第3話 回復術士だからできること
部屋に送られてきた彼女の印象は「不潔な人形」だった。
緑色の髪はところどころ黒ずんでおり、瞳は死んだ魚のように光がない。
粗末な服からわかる通り体も貧相だ。
あちこちに擦り傷や、切り傷、痛めつけられたような傷がある。
手足と指はあるものの機能していないのか、全く動かない。
「文字通り生きた玩具ってわけか」
いった傍から僕は舌打ちする。
なんてものを買ったのだ。
だが、あんな下衆にもて遊ばせるなんて寝覚めが悪くなる。
だが後悔するにはまだ少し早い。
回復術士の僕は、記憶喪失と疲れと悲しみ以外なら何でも治せる自負がある。
回復魔法にとどまらず、魔法ではない医療技術もかなりのものだからだ。
彼女は涎を垂らしながら、うわごとのように何かを呟く。
「た……す……け…………て」
「わかった。任せて」
そのあと、僕は仕事帰りに彼女の治療をする日々が三日ほど続いた。
三日目の朝には、風呂に入れ、髪の綺麗な女性がよく使うシャンプーとリンス、そのほかにも香水の一番高いものと女性らしい衣服を数着買う。
そして治療してから三日目の夜。
彼女の体は動き、瞳は見えるようになる。
どうやら目が見えないのも、麻痺も誰かに状態異常としてかけられたものだったことがわかった。
「あなたはだれ?」
「僕の名はルブ。
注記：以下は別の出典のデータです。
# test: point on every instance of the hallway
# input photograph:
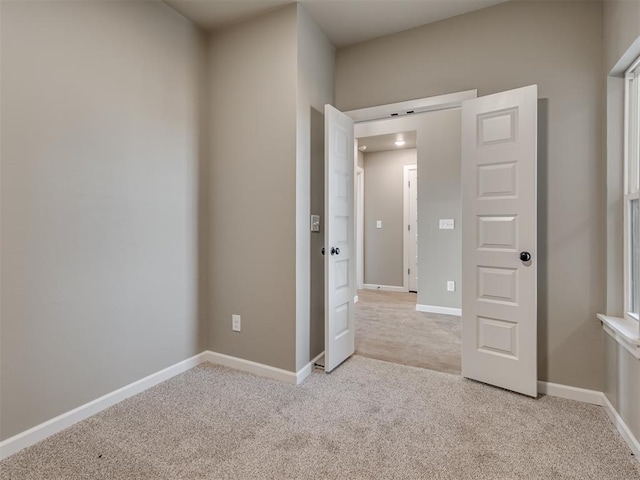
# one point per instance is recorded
(389, 328)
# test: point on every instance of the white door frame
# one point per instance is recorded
(360, 227)
(406, 233)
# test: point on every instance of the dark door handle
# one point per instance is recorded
(525, 256)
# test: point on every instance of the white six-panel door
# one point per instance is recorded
(339, 238)
(499, 320)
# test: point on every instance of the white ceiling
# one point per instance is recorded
(383, 143)
(345, 22)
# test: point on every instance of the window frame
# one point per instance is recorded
(631, 180)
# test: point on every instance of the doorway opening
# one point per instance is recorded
(388, 322)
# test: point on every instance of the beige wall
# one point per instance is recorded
(557, 45)
(622, 383)
(384, 200)
(315, 57)
(252, 188)
(439, 196)
(621, 31)
(99, 156)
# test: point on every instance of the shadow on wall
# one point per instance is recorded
(543, 221)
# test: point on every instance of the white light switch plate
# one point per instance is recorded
(235, 323)
(315, 223)
(447, 224)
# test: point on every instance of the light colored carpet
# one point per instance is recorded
(389, 328)
(366, 420)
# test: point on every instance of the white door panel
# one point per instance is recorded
(499, 302)
(339, 238)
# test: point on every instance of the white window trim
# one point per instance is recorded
(626, 331)
(631, 191)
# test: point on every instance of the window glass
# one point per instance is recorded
(634, 255)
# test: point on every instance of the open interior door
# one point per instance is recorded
(499, 302)
(339, 238)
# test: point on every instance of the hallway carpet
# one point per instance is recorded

奴隷として買われた君を悪い奴から買い取って君を治した命の恩人さ」
「わたしの名は…………思い出せない」
「一時的に脳が混乱状態にある、じきに思い出すさ、まぁこれからよろしくね」
彼女は差し出された俺の手を取り、微笑みこういうのだ。
「ありがとう」
「どういたしまして」
悲しい運命の二人が出会い、新たな物語を紡ぎ出す。
それがどんな物語になるかは、誰にもわからない―――———。